Malgré cette clarté du texte, les magistrats de la cour des comptes ont utilisé un arrêté caduque depuis 7 ans pour incriminer une opération d’achat de denrées alimentaires issue d’un appel à concurrence transparent suivant les recommandations de l’ARMP sur ma demande, malgré la dérogation au code des marchés publics dont mes services bénéficiaient.
Au-delà de cette incongruité juridique, largement relevée par les praticiens du droit économique, les fournisseurs engagés dans l’opération attestent que les prix appliqués — notamment les 275.000 francs CFA la tonne pour le riz brisé ordinaire — étaient ceux en vigueur sur le marché sénégalais en avril 2020.
Le prix à la tonne appliqué avait été suggérés par la Direction du Commerce Intérieur, structure compétente relevant du Ministère du Commerce sollicité, par M. SOW DAGE du Ministère du Développement communautaire qui avait recueilli leurs avis .
Cette démarche rigoureuse vient appuyer, s’il en était besoin, le fait que les prix retenus n’étaient en rien fantaisistes mais bel et bien alignés sur la réalité économique de l’époque.

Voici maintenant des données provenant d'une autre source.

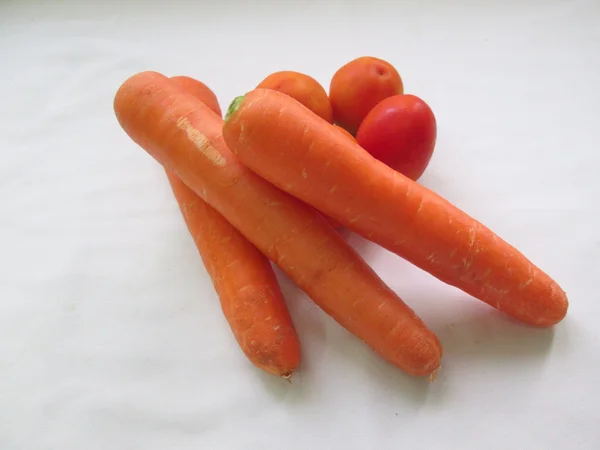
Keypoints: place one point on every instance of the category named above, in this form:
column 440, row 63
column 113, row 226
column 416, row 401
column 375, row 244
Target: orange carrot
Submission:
column 288, row 145
column 250, row 296
column 185, row 136
column 199, row 90
column 303, row 88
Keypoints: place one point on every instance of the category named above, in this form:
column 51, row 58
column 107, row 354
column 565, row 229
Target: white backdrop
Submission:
column 111, row 336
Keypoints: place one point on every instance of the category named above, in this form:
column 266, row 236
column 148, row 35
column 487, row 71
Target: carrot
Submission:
column 250, row 296
column 294, row 149
column 201, row 91
column 185, row 136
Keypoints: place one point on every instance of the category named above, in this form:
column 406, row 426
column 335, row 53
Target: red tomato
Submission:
column 400, row 131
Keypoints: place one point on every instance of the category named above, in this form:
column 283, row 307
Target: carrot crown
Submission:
column 235, row 104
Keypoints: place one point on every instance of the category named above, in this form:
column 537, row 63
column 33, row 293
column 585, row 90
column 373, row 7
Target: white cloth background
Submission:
column 111, row 336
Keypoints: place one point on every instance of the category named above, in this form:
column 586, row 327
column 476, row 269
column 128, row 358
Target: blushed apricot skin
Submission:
column 358, row 86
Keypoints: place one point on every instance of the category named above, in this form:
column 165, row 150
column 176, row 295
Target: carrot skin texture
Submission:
column 199, row 90
column 185, row 136
column 243, row 278
column 301, row 154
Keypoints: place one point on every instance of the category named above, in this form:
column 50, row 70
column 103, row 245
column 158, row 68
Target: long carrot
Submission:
column 288, row 145
column 250, row 296
column 185, row 136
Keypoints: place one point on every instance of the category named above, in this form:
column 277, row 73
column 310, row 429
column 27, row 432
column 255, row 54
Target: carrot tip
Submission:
column 235, row 104
column 433, row 375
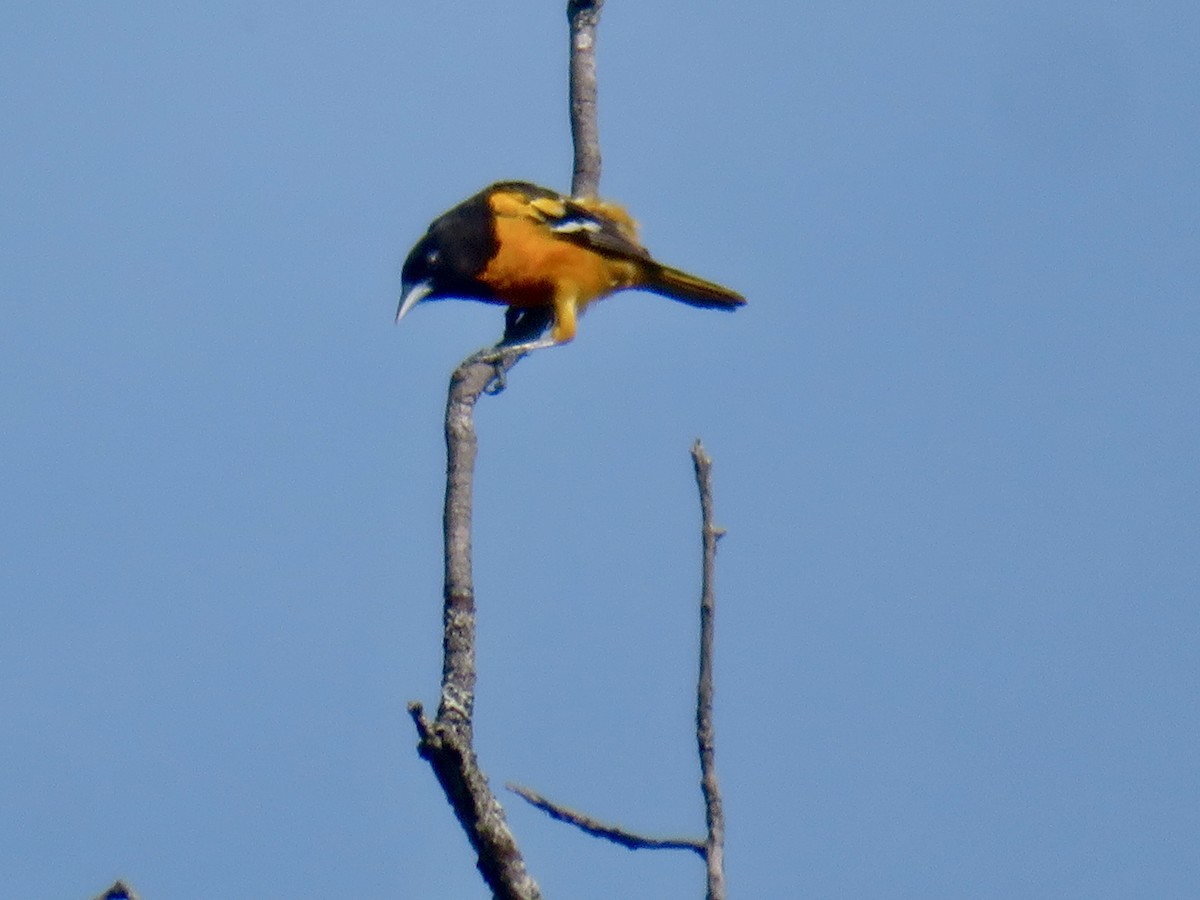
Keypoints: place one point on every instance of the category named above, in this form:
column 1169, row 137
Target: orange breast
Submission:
column 532, row 265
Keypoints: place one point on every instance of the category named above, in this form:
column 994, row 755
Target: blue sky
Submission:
column 955, row 438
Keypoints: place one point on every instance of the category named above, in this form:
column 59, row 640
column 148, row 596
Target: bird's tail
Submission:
column 689, row 288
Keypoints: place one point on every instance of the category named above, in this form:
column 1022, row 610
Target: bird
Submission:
column 545, row 257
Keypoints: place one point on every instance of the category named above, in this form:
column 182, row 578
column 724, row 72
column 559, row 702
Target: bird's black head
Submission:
column 449, row 258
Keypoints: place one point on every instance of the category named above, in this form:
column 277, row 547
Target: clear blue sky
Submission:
column 955, row 432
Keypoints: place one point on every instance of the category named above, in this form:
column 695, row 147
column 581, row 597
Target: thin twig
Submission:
column 706, row 735
column 583, row 17
column 597, row 828
column 447, row 741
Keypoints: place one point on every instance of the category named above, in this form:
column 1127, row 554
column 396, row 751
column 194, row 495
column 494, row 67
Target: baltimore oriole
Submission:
column 545, row 257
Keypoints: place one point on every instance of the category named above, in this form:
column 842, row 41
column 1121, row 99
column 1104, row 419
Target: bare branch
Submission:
column 583, row 17
column 447, row 741
column 599, row 829
column 706, row 735
column 120, row 891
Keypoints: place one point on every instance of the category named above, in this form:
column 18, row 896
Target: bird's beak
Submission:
column 412, row 295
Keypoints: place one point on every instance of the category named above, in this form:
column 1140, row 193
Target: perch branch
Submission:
column 583, row 17
column 447, row 741
column 706, row 735
column 599, row 829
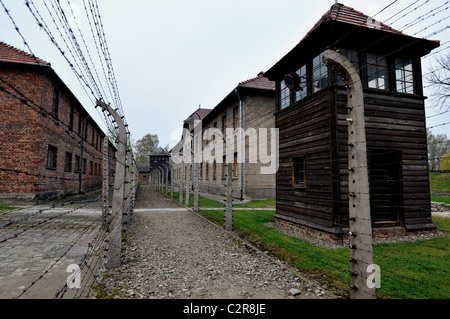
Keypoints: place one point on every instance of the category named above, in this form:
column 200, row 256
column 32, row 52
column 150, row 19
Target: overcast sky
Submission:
column 170, row 56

Mieux encore les vérificateurs avaient appliqué l’arrêté 2013 sur le riz et sur le sucre c’est après avoir reçu la réponse de M. ALIOU SOW qu’ils ont retiré le sucre pour soulever des irrégularités sur le riz.

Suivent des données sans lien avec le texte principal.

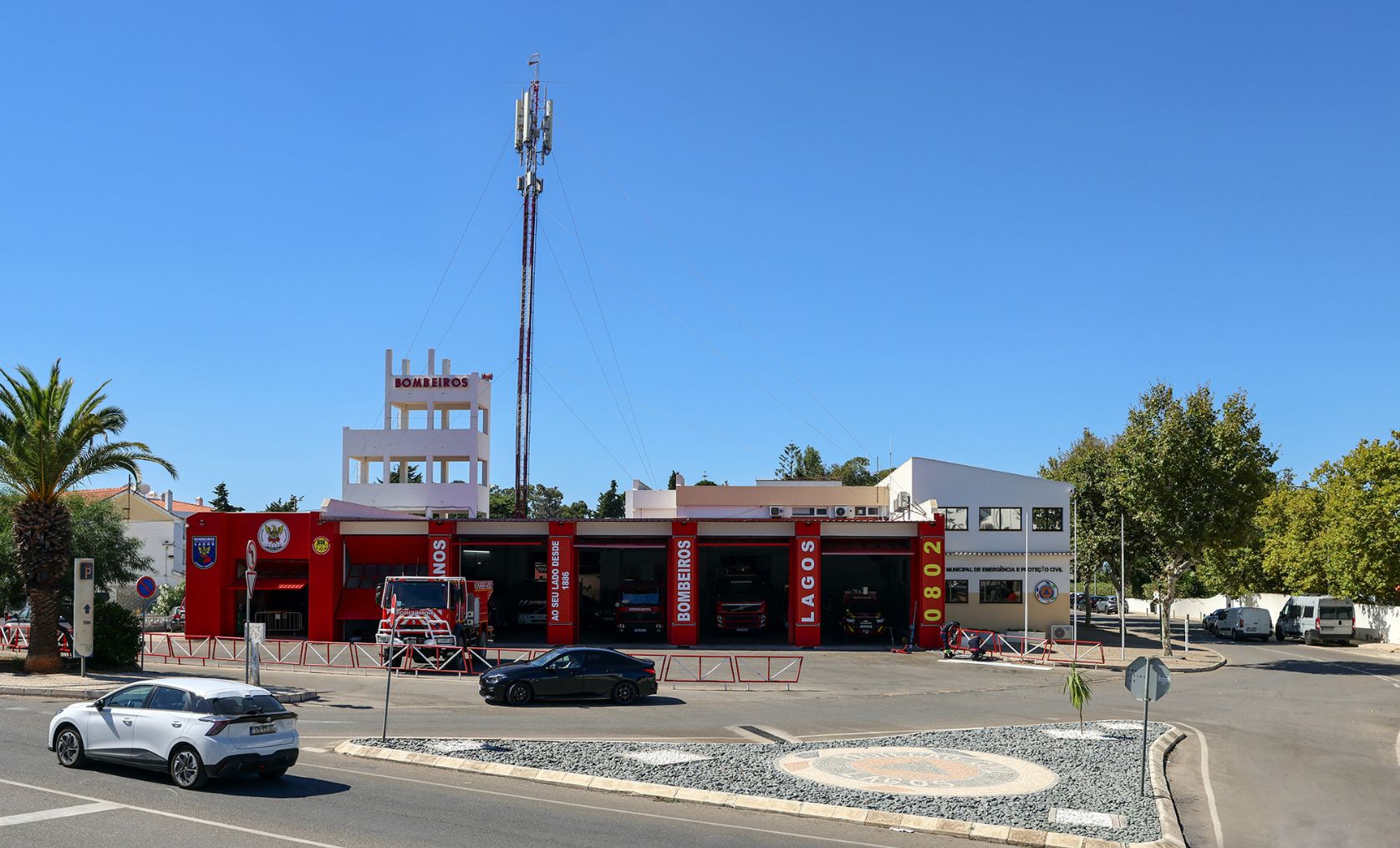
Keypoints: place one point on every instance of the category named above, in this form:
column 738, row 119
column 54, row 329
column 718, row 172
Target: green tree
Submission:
column 43, row 453
column 220, row 501
column 290, row 505
column 612, row 503
column 99, row 533
column 1193, row 477
column 1358, row 547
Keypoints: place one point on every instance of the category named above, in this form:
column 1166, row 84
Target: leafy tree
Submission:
column 1358, row 547
column 290, row 505
column 503, row 502
column 99, row 533
column 43, row 453
column 1193, row 477
column 612, row 503
column 220, row 501
column 168, row 597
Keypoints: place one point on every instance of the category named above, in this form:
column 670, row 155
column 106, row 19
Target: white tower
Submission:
column 433, row 454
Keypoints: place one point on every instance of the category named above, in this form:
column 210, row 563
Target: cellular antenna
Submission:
column 534, row 140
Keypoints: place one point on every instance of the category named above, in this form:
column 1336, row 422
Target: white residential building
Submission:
column 433, row 454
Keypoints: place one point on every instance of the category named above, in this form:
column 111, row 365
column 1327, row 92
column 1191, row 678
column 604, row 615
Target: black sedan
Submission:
column 572, row 673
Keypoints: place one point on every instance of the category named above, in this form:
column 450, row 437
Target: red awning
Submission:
column 272, row 584
column 357, row 605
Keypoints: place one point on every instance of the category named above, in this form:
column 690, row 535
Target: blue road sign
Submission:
column 146, row 586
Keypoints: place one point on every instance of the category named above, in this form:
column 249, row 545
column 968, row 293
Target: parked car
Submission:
column 191, row 728
column 1316, row 618
column 572, row 673
column 1244, row 622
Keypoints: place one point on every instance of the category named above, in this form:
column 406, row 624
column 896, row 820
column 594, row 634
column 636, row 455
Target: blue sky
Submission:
column 949, row 230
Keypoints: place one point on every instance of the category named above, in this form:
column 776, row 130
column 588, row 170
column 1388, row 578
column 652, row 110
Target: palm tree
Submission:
column 43, row 456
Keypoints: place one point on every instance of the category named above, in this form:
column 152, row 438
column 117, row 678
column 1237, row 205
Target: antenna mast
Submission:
column 534, row 139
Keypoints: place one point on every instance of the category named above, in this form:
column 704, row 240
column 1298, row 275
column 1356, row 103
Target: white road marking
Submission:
column 1210, row 791
column 598, row 806
column 1347, row 666
column 226, row 826
column 83, row 809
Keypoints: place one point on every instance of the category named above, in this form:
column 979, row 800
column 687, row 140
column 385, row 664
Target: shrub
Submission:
column 116, row 636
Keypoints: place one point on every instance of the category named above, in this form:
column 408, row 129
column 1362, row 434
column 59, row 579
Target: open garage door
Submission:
column 517, row 610
column 865, row 592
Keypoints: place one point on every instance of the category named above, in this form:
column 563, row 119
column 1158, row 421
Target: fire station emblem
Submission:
column 203, row 549
column 273, row 536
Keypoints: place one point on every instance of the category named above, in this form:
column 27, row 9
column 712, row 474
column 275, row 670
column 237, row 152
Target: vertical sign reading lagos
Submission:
column 684, row 626
column 930, row 590
column 562, row 588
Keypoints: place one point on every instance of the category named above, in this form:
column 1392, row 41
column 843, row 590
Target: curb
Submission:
column 284, row 696
column 980, row 831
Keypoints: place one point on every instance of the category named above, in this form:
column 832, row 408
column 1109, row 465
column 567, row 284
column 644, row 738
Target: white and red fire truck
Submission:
column 435, row 620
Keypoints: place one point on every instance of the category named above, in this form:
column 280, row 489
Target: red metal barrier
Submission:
column 767, row 667
column 707, row 667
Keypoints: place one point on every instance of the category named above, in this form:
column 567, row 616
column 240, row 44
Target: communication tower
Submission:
column 534, row 139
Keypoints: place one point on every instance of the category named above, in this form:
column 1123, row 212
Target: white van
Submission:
column 1245, row 622
column 1316, row 618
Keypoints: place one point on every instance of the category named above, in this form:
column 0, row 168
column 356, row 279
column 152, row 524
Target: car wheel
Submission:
column 69, row 748
column 186, row 769
column 624, row 692
column 518, row 694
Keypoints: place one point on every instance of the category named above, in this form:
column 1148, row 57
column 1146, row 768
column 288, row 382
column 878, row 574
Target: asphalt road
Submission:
column 1288, row 743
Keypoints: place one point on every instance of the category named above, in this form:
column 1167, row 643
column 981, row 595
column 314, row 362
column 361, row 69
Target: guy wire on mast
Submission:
column 534, row 139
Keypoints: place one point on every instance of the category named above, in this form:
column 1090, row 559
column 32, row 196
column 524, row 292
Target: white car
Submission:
column 191, row 728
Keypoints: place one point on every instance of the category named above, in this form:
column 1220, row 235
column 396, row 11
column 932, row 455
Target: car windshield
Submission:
column 238, row 705
column 419, row 596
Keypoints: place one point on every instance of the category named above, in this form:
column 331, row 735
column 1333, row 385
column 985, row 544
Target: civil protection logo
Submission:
column 273, row 536
column 203, row 549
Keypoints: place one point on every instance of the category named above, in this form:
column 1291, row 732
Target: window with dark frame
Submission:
column 999, row 592
column 999, row 518
column 1047, row 518
column 956, row 592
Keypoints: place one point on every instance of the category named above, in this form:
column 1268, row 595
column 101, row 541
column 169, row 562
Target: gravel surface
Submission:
column 1095, row 774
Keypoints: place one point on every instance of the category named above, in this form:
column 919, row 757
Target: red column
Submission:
column 805, row 585
column 562, row 578
column 929, row 590
column 682, row 585
column 325, row 572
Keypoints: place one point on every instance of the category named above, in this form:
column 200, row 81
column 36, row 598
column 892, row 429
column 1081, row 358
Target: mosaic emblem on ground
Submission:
column 919, row 771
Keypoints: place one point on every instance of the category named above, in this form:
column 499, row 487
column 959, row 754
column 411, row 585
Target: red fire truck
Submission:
column 639, row 609
column 433, row 620
column 741, row 601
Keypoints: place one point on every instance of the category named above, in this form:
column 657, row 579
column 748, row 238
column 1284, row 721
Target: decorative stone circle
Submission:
column 943, row 773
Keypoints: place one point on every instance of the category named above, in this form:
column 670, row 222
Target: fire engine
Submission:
column 741, row 600
column 639, row 609
column 435, row 613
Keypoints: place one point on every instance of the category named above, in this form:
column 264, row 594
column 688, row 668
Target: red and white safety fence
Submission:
column 363, row 657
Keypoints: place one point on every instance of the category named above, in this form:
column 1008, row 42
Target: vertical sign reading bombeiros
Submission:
column 684, row 622
column 930, row 585
column 562, row 590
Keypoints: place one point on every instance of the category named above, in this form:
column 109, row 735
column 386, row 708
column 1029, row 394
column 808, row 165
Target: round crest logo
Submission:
column 273, row 536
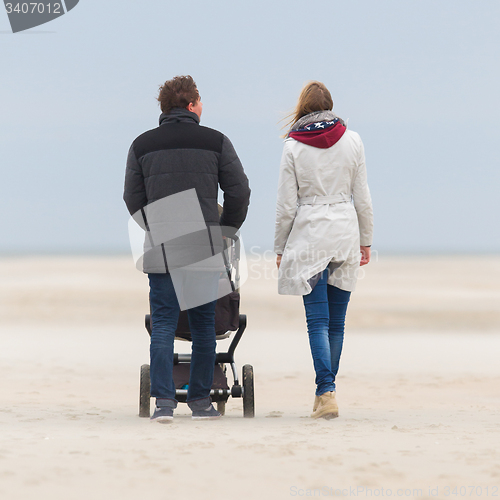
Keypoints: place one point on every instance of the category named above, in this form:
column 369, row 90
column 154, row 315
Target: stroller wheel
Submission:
column 221, row 407
column 145, row 392
column 248, row 393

Aliou Sow fait remarquer que «dans le rapport final de la Cour des comptes, l’observation concernant le sucre cristallisé a disparu alors que l’arrêté de 2013 concerne à la fois le riz brisé non parfumé et le sucre cristallisé. Ce qui… me fonde dans l’intime conviction que le maintien de l’observation sur le riz relève manifestement d’une erreur des auditeurs… Ils ne peuvent introduire la notion de surfacturation, dès lors qu’un appel à concurrence a été organisé et, mieux, les offres retenues sont conformes au tableau des prix du ministère du Commerce».
Pourquoi n-a t-on pas demandé aux importateurs de communiquer toutes leurs factures de la période de mise en œuvre des dites opérations ( avril 2020) aux fins de comparaison ?

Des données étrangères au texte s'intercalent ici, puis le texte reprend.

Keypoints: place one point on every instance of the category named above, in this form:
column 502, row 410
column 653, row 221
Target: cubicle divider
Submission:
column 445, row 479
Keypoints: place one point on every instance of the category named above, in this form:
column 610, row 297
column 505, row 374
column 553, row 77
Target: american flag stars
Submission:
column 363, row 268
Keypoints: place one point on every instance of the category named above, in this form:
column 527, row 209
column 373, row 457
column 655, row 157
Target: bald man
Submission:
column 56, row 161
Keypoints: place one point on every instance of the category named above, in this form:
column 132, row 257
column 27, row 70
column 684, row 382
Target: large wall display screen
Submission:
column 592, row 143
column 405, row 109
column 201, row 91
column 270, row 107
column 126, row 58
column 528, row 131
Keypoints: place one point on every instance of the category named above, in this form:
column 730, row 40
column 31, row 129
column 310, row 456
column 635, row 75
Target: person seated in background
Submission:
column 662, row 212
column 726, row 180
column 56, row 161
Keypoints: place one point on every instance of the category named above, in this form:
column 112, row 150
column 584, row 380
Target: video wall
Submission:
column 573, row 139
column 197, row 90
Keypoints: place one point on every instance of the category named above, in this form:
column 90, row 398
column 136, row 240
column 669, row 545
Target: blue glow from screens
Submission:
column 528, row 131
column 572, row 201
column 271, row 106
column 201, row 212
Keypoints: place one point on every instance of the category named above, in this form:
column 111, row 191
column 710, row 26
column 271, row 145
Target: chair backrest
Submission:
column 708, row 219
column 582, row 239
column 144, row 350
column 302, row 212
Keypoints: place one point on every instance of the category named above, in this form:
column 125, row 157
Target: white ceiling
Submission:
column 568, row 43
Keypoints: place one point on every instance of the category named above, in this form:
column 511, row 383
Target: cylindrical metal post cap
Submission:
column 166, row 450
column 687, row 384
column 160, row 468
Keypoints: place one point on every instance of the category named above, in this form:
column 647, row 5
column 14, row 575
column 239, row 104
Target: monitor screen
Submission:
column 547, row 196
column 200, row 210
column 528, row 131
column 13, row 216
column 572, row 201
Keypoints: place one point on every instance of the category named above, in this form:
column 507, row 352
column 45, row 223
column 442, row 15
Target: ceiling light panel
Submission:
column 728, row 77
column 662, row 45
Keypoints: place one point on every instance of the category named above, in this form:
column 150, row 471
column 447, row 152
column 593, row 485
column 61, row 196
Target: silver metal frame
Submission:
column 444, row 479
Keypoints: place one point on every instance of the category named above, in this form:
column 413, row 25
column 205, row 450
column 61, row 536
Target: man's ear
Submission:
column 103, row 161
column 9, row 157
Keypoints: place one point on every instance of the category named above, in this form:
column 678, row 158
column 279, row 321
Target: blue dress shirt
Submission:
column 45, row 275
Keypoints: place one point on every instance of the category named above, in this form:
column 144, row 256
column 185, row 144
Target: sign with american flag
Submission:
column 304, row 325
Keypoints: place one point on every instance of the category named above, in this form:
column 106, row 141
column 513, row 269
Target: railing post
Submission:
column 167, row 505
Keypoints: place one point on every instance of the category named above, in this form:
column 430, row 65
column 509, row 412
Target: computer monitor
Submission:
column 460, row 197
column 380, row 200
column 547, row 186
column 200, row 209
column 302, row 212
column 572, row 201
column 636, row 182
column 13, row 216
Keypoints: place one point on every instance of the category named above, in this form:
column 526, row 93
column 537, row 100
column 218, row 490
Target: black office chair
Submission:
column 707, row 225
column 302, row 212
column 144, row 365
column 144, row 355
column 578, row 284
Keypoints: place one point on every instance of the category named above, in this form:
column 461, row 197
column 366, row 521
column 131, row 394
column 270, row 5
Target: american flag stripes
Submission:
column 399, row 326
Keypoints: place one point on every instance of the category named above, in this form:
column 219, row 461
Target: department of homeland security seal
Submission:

Dès lors, une question s’impose : qu’est-ce qui explique une telle insistance à mettre en cause M. Aliou Sow, ancien DAGE du Ministère du Développement communautaire, dont l’action dans ce dossier a été saluée pour sa diligence, sa transparence et son respect scrupuleux des recommandations de l’ARMP, malgré un contexte d’urgence nationale ?
Peut-être faut-il regarder au-delà des seuls éléments techniques de l’audit et interroger les dynamiques humaines, les parcours croisés, les antagonismes anciens ou les ressentiments latents qui peuvent parfois altérer la neutralité attendue dans l’examen d’un dossier. L’histoire institutionnelle et les rapports entre certains anciens collègues au Ministère des Finances aujourd’hui investis d’un pouvoir de contrôle ( particulièrement l’un des membres de la mission de vérification) mériteraient d’être relus à l’aune de cette affaire.